Eu uso a palavra ‘real’ aí com muito cuidado, porque não basta um disco ou faixa de disco ser nominalmente ‘alta resolução’ se a gravação não tiver sido bem microfonada, bem captada, bem armazenada – seja em gravadores analógicos ou digitais. Ser de ‘alta resolução’ não significa ‘ter alta qualidade sonora’. Já ouvi muitas gravações em formato CD tocarem muito melhor do que outras em formato de alta resolução, simplesmente pelo fato de serem mais bem feitas.
Isso tudo é muita informação? Mais confunde do que ajuda? Ou dá variáveis demais, coisas demais para entender e digerir? Como você pode aplicar esse conhecimento? Simples, procure ter equipamentos de som de boa qualidade, que soem equilibrados e corretos, e neles use seus ouvidos de maneira crítica, e assim perceba qual serviço de streaming lhe dá os melhores resultados em qualidade sonora. Mas, como fazê-lo? Tendo paciência e critério (metodologia e referência) na montagem de seu sistema ou escolha de fones de ouvido, e educando seus ouvidos usando a maior de todas as referências: a música acústica tocada ao vivo não amplificada – onde você pode ouvir diretamente os instrumentos e a interação entre eles. Orquestras sinfônicas, pequenos grupos de instrumentistas, algumas apresentações de jazz, de MPB, em locais bem selecionados pelo bom critério de apresentação e de acústica. Já vi até barzinhos com ótimas apresentações, sendo que em um deles eu tomei bons aperitivos, concentrado em uma dupla que estava tocando piano e contrabaixo acústico a menos de 5 metros de distância de mim – perfeito! Se todos os audiófilos ouvissem um baixo acústico a 5 metros de distância, e prestassem atenção em seu corpo harmônico, facilmente poderiam perceber o quão real ou irreal são seus sistemas, especialmente os com fontes digitais.

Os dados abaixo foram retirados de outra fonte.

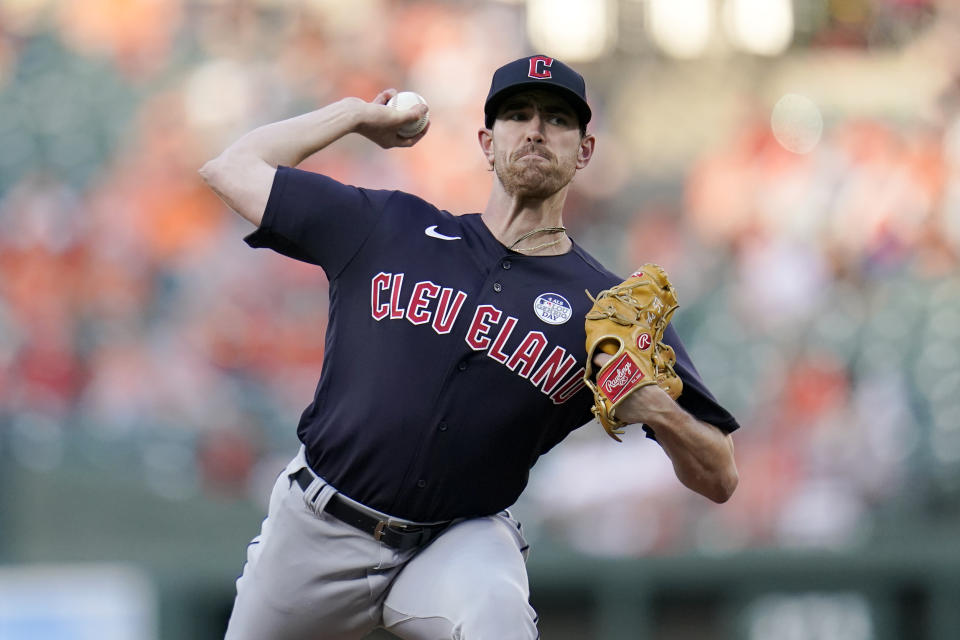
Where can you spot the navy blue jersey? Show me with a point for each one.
(451, 362)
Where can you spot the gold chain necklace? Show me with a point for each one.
(536, 231)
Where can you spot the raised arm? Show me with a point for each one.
(243, 174)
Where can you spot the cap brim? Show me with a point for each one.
(493, 102)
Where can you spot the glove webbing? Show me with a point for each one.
(620, 292)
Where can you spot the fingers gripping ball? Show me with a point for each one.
(405, 100)
(627, 321)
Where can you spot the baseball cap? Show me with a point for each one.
(537, 71)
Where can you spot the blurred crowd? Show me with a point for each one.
(820, 291)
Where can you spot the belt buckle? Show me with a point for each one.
(382, 527)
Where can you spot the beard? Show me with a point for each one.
(532, 178)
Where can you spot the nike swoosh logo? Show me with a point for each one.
(433, 233)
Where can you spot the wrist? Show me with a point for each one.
(649, 405)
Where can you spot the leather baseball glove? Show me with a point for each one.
(627, 321)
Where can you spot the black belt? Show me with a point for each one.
(397, 535)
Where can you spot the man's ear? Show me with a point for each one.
(485, 137)
(587, 145)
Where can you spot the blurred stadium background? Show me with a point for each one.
(794, 164)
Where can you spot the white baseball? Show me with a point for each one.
(405, 100)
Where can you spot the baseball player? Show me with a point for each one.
(454, 359)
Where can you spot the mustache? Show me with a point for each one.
(531, 148)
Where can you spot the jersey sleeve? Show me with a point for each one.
(313, 218)
(696, 398)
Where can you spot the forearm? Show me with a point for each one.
(289, 142)
(243, 174)
(702, 455)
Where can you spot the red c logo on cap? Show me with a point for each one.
(540, 67)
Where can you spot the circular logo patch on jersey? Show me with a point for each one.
(552, 308)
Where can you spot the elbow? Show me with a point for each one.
(209, 171)
(724, 486)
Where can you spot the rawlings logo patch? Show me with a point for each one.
(552, 308)
(619, 378)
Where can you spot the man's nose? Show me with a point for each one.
(535, 129)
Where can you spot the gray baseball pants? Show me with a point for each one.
(310, 576)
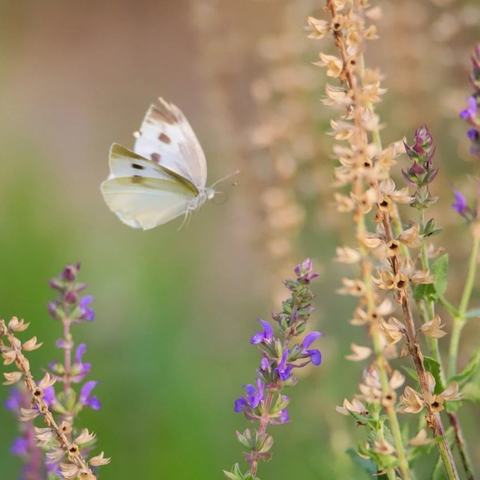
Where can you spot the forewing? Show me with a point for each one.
(125, 163)
(142, 202)
(167, 138)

Existe algum outro fator indicativo de qualidade, além de ser lossless e hi-res?
Sim, existe. Quando eu digitalizei meus discos, ou seja, guardei-os dentro do meu computador para usá-los como minha fonte digital, eu passei um tempo gigantesco procurando qual seria o melhor player, o melhor aplicativo, programa, para reprodução dos meus arquivos – e cada programa soa ligeiramente diferente, alguns piores e alguns melhores. Quando veio o streaming, e passei a usar meu smartphone como fonte (não só para audição com fones de ouvido), tive que fazer a mesma procura, ouvindo dezenas de apps diferentes para reprodução dessa biblioteca de arquivos, para escolher o melhor, mais orgânico, equilibrado e musical.

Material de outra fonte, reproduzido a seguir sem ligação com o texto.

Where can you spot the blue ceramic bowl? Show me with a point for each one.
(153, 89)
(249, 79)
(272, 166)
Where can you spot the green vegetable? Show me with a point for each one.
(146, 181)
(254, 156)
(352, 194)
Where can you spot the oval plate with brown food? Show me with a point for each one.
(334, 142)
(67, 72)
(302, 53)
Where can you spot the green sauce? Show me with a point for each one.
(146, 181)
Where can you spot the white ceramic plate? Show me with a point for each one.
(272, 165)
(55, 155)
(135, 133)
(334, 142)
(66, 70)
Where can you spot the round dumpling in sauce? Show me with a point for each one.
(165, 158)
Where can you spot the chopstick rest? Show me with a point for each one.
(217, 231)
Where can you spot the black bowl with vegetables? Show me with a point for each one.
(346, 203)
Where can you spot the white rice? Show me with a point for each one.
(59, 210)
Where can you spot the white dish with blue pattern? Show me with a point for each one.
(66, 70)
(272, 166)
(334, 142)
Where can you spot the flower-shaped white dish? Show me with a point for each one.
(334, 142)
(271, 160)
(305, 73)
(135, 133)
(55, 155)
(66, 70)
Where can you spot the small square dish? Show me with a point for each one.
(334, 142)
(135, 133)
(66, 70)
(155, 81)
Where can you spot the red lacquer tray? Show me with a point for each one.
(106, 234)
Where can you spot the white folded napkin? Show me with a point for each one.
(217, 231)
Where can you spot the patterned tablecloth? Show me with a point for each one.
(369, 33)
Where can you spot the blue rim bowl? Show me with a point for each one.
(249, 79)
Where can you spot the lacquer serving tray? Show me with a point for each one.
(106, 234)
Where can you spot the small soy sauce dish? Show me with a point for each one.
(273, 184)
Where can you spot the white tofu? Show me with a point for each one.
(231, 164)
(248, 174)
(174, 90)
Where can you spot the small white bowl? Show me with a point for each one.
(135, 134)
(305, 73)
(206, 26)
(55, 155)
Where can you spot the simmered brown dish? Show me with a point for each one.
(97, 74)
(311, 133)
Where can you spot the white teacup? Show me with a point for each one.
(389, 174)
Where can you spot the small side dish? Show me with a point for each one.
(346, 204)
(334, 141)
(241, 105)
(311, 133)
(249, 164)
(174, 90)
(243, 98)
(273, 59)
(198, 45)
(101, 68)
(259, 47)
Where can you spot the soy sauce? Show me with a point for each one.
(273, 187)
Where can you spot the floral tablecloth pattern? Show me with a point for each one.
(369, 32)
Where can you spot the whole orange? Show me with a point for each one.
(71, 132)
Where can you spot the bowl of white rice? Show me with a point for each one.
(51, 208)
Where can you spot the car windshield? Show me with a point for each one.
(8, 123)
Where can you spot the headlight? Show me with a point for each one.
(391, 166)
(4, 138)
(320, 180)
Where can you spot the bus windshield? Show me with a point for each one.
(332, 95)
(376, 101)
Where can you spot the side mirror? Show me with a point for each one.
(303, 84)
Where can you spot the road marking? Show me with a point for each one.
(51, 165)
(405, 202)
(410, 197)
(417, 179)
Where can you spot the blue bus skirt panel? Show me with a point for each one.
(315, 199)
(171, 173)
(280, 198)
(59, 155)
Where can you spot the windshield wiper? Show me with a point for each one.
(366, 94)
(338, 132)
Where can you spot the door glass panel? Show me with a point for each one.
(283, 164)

E logo, então, veio o streaming – que uso paralelamente ao meu acervo digitalizado. O que aconteceu é o previsível: cada serviço de streaming toca de um jeito. Mesmo os que usam o mesmo tipo de arquivo, tocam de maneira diferente. É importante entender que, quando a gravadora ou artista manda os arquivos dos discos de seus artistas para o serviços de streaming, é o mesmo arquivo que vai para todos os serviços – portanto, a razão para as diferentes sonoridades de cada serviço, é culpa de como o sistema e o software desse serviço é feito e operado.

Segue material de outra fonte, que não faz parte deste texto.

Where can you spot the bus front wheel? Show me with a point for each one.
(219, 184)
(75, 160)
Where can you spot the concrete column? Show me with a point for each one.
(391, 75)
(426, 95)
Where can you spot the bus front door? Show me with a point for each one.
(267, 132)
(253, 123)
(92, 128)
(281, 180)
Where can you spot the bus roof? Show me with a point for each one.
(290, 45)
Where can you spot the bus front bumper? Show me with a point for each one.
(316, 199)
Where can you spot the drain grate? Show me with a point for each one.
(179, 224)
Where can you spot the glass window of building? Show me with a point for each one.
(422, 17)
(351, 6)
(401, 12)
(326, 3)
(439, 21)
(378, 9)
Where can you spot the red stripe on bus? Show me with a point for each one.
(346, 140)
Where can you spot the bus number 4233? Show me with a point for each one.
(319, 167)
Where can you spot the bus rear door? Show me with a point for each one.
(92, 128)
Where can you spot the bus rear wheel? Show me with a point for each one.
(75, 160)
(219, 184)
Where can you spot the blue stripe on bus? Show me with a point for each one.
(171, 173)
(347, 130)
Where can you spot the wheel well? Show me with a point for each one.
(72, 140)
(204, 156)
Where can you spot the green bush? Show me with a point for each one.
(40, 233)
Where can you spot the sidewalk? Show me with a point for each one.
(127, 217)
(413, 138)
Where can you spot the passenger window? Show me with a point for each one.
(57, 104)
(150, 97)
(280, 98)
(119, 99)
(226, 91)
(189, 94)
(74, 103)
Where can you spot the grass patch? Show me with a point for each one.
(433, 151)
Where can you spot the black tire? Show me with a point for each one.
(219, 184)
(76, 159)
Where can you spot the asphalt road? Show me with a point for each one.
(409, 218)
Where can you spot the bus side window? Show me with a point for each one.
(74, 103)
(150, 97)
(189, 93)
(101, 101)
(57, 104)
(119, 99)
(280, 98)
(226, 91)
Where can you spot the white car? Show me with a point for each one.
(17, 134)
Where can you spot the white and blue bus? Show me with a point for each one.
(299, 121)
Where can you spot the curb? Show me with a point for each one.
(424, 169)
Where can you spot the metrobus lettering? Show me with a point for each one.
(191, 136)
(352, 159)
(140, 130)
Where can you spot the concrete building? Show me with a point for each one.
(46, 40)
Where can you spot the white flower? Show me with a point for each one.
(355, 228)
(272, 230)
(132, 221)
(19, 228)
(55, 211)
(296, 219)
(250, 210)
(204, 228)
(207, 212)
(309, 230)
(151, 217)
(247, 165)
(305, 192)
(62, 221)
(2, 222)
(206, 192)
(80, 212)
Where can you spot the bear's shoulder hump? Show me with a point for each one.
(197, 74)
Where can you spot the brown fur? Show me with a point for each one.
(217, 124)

Qual é, então, o melhor serviço de streaming?
O que tem que importar para o audiófilo melômano é a qualidade de som, a qualidade final que cada serviço de streaming provê. Aqui na revista, o melhor que ouvimos até agora é o Qobuz que, infelizmente, ainda não está disponível no Brasil. Em segundo lugar, ainda está o Tidal Masters, que pode ser assinado no Brasil.
Quanto aos serviços Deezer HiFi e Spotify Premium, que prometem streaming com formatos lossless, ainda não temos informações sobre seu nível de qualidade. E a mesma coisa se aplica ao Apple Music lossless, já que não sabemos se seu resultado final ‘peitará’ os concorrentes, como Tidal Masters e Qobuz.
É esperar, para ver – ou melhor, ouvir.